Python Script to get Data for Power BI

By 29 January 2020June 23rd, 2020No Comments

For a recent meetup I wanted to query the website predithq. They have a dataset of events and I wanted to use this data in a meetup.

Unfortunately Power BI isn’t compatible with the API this provider uses. They use a 308 Permanent redirect as the initial response, requiring an additional request. After a bit of digging Power Query only handles redirects up to 307.

I have a suspicion this is .net problem, hence, may not be within control of the Power BI team to sort out. I used this blockage to test out using a Python script as a data source for Power BI. The Python web client has no problem handling 308 redirects, thankfully.

I’m running Python under a Conda environment so I had to set the options in Power BI to look at this environment path.

Python Code

I then created Python code and tested it with VS Code.

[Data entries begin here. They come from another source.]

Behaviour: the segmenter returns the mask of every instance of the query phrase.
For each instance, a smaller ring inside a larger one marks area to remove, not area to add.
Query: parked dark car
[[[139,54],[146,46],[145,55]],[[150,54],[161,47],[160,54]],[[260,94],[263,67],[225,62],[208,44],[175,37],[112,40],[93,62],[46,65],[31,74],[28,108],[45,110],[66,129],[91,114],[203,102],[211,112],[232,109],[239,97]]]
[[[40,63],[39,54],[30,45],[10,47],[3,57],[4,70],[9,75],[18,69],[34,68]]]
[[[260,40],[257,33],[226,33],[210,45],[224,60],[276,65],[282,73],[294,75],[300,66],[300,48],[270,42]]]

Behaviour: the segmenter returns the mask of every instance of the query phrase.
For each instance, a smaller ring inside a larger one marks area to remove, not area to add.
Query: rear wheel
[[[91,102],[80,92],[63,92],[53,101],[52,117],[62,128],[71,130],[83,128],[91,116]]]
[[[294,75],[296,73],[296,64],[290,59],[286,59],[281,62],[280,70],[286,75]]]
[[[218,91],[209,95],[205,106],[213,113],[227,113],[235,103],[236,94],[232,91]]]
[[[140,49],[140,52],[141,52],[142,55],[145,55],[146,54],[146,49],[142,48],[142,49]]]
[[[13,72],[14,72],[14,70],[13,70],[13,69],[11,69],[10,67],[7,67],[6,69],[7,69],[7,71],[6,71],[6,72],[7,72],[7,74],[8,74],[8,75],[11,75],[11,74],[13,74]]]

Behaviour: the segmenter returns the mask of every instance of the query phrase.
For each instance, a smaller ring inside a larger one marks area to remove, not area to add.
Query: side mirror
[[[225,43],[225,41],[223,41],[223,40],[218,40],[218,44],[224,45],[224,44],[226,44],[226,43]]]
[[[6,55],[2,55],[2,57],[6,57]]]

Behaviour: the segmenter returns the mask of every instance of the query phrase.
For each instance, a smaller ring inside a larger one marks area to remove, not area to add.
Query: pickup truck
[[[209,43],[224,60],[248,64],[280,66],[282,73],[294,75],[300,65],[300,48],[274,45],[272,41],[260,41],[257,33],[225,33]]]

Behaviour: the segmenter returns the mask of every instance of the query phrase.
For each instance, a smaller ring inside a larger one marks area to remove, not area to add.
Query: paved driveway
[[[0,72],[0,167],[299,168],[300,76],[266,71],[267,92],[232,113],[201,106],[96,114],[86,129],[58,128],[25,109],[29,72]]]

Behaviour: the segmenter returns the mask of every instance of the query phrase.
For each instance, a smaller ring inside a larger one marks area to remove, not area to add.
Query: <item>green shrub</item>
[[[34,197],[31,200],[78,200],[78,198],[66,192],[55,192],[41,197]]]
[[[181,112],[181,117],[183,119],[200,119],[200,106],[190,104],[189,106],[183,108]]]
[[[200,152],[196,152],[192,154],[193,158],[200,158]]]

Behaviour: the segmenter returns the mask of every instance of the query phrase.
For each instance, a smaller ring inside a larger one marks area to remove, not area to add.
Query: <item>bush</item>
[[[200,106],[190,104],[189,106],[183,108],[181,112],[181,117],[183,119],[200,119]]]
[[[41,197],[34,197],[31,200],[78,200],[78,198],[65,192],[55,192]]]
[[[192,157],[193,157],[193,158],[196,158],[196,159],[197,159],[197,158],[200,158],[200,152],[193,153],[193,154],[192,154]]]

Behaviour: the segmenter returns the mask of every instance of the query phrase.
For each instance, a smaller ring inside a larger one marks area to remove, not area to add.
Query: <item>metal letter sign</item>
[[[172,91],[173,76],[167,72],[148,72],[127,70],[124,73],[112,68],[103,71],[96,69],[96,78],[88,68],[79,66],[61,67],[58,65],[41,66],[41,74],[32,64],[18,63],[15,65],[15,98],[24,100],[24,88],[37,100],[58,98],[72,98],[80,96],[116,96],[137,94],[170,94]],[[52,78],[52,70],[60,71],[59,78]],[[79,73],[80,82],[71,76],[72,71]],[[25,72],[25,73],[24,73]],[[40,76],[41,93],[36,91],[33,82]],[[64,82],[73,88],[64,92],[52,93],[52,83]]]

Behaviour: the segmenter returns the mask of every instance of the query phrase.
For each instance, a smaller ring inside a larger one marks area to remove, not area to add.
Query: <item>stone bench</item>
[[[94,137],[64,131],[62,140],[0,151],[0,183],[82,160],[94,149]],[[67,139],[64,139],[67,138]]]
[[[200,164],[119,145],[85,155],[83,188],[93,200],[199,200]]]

Note, to get the script working with Power BI you need to install packages for pandas and matplotlib.

Power Query is not very good at processing JSON,hence, I cleaned the data in Python and constructed the Data Frame with individual lists so I could take care of missing elements.

import requests
import matplotlib
import pandas as pd


response = requests.get(
    url="https://api.predicthq.com/v1/events",
    headers={
        "Authorization": "Bearer $accesscode$",
        "Accept": "application/json"

    }, params={"limit": "50"}
)


data = response.json()


res = data['results']
category = list(map(lambda x: x['category'], res))
country = list(map(lambda x: x['country'], res))
description = list(map(lambda x: x['description'], res))
duration = list(map(lambda x: x['duration'], res))
end = list(map(lambda x: x['end'], res))
entities = list(map(lambda x: x['entities'], res))
firstseen = list(map(lambda x: x['first_seen'], res))
iid = list(map(lambda x: x['id'], res))
labels = list(map(lambda x: x['labels'], res))
location = list(map(lambda x: x['location'], res))
entity_id = list(map(lambda x: x[0]['entity_id'] if x else '', entities))
formatted_address = list(map(lambda x: x[0]['formatted_address'] if x else '', entities))
venue_name = list(map(lambda x: x[0]['name'] if x else '', entities))
venue_type = list(map(lambda x: x[0]['type'] if x else '', entities))

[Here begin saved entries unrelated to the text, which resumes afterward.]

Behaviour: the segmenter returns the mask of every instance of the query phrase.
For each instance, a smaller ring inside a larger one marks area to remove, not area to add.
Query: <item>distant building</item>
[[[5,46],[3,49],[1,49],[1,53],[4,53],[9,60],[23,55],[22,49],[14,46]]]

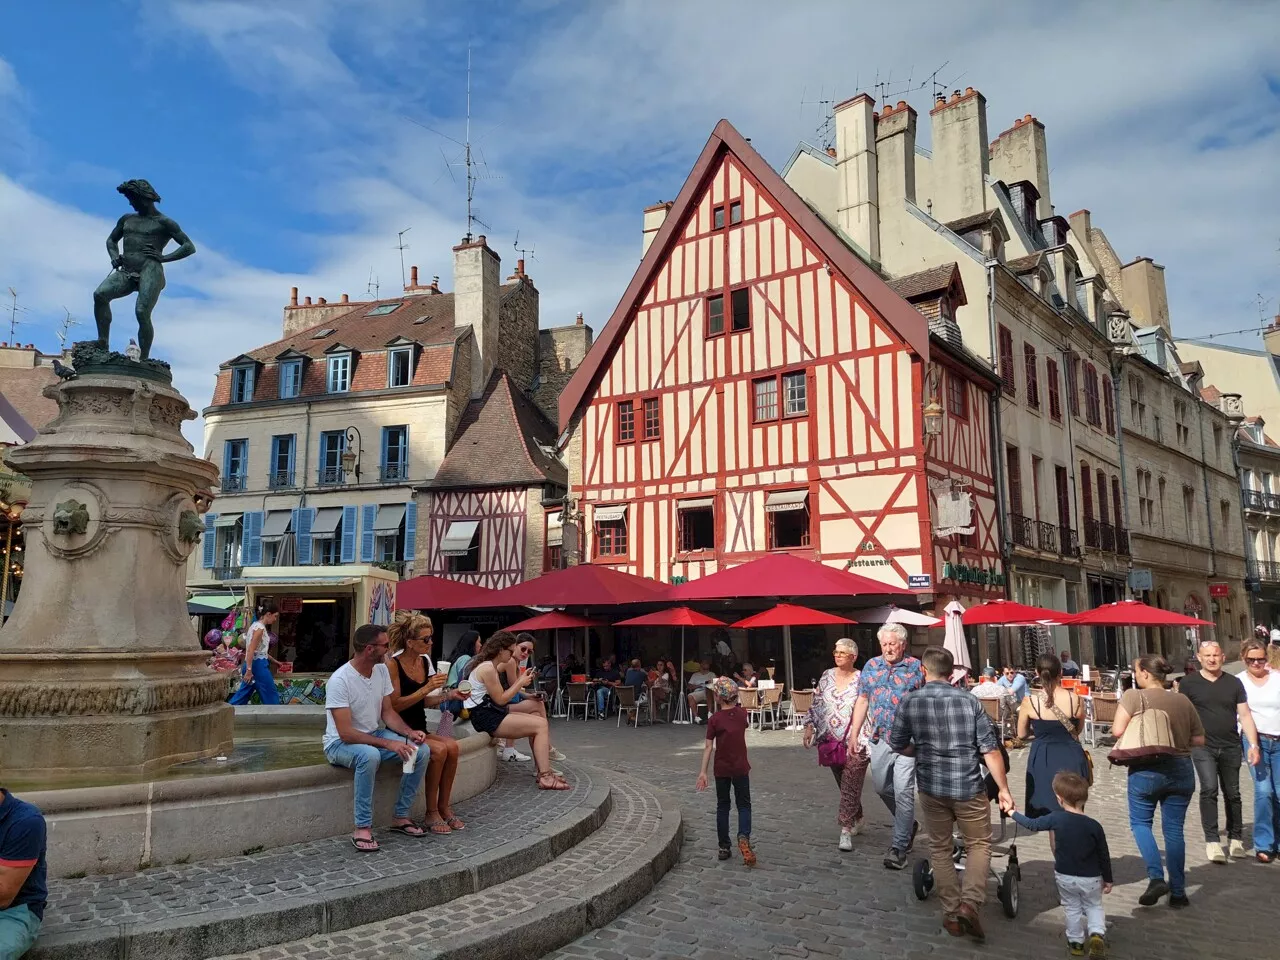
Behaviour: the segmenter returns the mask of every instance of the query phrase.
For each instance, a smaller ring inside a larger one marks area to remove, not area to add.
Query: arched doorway
[[[1194,593],[1188,593],[1187,598],[1182,601],[1182,612],[1188,617],[1196,617],[1204,619],[1204,601],[1197,597]],[[1200,648],[1200,627],[1185,627],[1184,637],[1187,645],[1186,655],[1190,656]]]

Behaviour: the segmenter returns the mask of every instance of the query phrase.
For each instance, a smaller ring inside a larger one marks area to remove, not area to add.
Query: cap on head
[[[728,677],[717,677],[711,684],[711,692],[721,703],[738,702],[738,685]]]
[[[983,669],[982,669],[982,675],[983,675],[984,677],[994,677],[994,676],[996,675],[996,668],[995,668],[995,667],[983,667]]]
[[[116,192],[122,193],[126,197],[150,200],[152,203],[160,202],[160,194],[156,193],[155,189],[146,180],[126,180],[116,187]]]

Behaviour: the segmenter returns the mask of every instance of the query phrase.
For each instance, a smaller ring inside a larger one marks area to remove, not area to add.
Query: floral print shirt
[[[893,666],[884,657],[868,660],[858,681],[859,696],[867,698],[867,723],[863,728],[867,737],[887,740],[898,704],[912,690],[923,686],[924,666],[915,657],[904,657]]]
[[[840,740],[849,728],[849,720],[853,716],[853,705],[858,699],[858,678],[860,674],[853,671],[853,679],[841,693],[836,686],[836,669],[832,667],[822,674],[818,688],[813,694],[813,704],[809,707],[809,715],[805,723],[814,729],[814,739],[821,743],[824,740]],[[866,738],[860,737],[860,743]]]

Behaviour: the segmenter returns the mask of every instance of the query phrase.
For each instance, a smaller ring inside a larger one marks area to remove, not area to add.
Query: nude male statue
[[[160,196],[147,181],[128,180],[116,190],[124,194],[136,212],[121,217],[107,237],[107,254],[115,269],[93,292],[93,318],[98,323],[98,343],[104,350],[108,349],[111,301],[137,293],[134,312],[138,317],[138,346],[145,360],[151,356],[151,341],[155,337],[151,311],[164,289],[164,267],[161,264],[191,256],[196,252],[196,245],[177,223],[156,209]],[[122,239],[123,253],[117,246]],[[170,240],[179,246],[172,253],[165,253],[165,245]]]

df = pd.DataFrame(list(zip(
    category, country, formatted_address, venue_name, venue_type,  description, duration, end, firstseen, labels,)),
    columns=['category', 'country', 'formatted_address', 'venue_name', 'venue_type', 'description', 'duration', 'end', 'firstseen', 'labels'])

print(df)

Get Data

Once your happy with the data, open Power BI and Get Data from Python Script.

Paste in the Python Script.

Power BI will then execute the script returning data like any other data, giving you the option to Load or Transform.

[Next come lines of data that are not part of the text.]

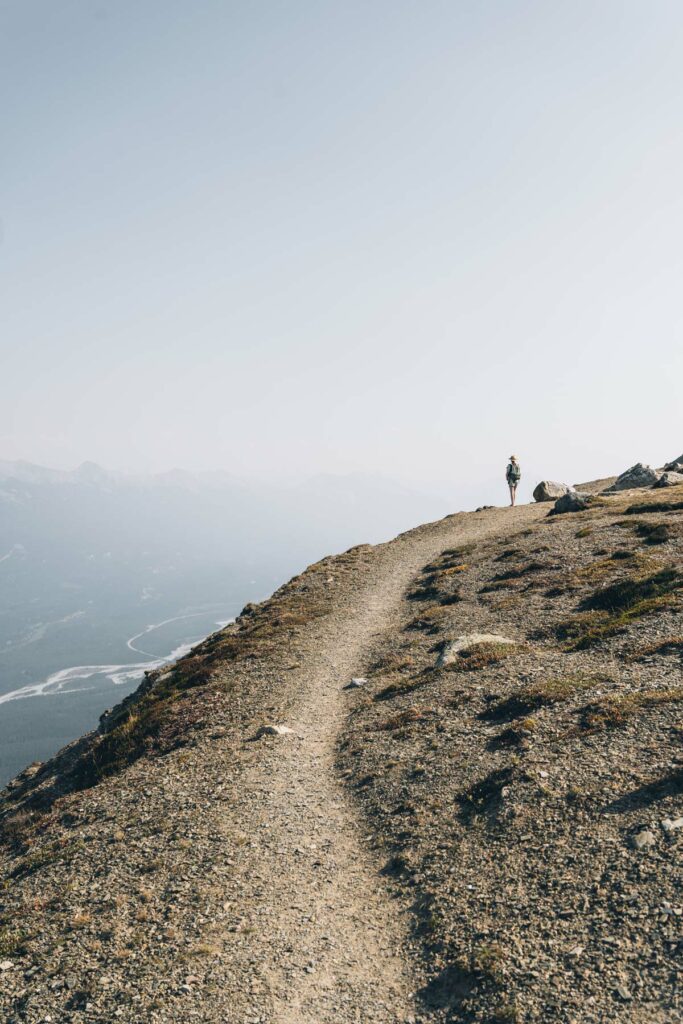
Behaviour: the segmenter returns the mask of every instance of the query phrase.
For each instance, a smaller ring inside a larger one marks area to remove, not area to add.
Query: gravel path
[[[395,1022],[414,1019],[416,965],[407,922],[383,888],[379,865],[335,771],[349,702],[373,644],[391,631],[405,587],[444,547],[510,532],[538,507],[451,517],[383,545],[363,590],[340,594],[312,629],[284,724],[264,738],[243,783],[239,827],[250,837],[235,877],[249,920],[244,950],[259,975],[263,1010],[248,1020]],[[463,528],[464,526],[464,528]],[[362,698],[361,698],[362,699]],[[245,965],[246,968],[246,965]]]

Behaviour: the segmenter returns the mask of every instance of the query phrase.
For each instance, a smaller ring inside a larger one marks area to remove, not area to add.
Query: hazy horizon
[[[0,27],[0,458],[471,505],[680,454],[680,5]]]

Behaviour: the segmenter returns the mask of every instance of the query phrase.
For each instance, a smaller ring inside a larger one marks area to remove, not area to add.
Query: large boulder
[[[534,501],[557,501],[563,494],[571,491],[568,484],[558,484],[554,480],[541,480],[534,487]]]
[[[606,488],[606,493],[614,491],[629,491],[632,487],[652,487],[661,476],[659,470],[652,466],[646,466],[642,462],[636,462],[621,476],[618,476],[611,487]]]
[[[444,665],[452,665],[460,655],[467,654],[473,647],[489,644],[497,647],[500,644],[514,644],[514,642],[498,633],[466,633],[446,644],[436,659],[436,667],[443,668]]]
[[[662,473],[659,480],[655,480],[653,487],[676,487],[683,484],[683,473]]]
[[[580,491],[567,491],[561,498],[558,498],[552,509],[551,516],[561,516],[565,512],[583,512],[588,508],[589,494],[582,494]]]
[[[664,469],[672,473],[683,473],[683,455],[679,455],[673,462],[667,462]]]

I did a little data cleaning in Power Query as there is some data held in nested lists.

Wrapping it Up

In summary, you have a quite a bit of Power to extend the Get Data source without having to learn about the Custom Connector route. I hope Microsoft handle 308 responses soon as I only had to write this code due to the non-conformance of the RFC, which by the way was issued in 2015!

If any MVP’s pick this bug up I would appreciate you feeding back to Microsoft as I expect more and more providers to use 308 redirects for future proofing.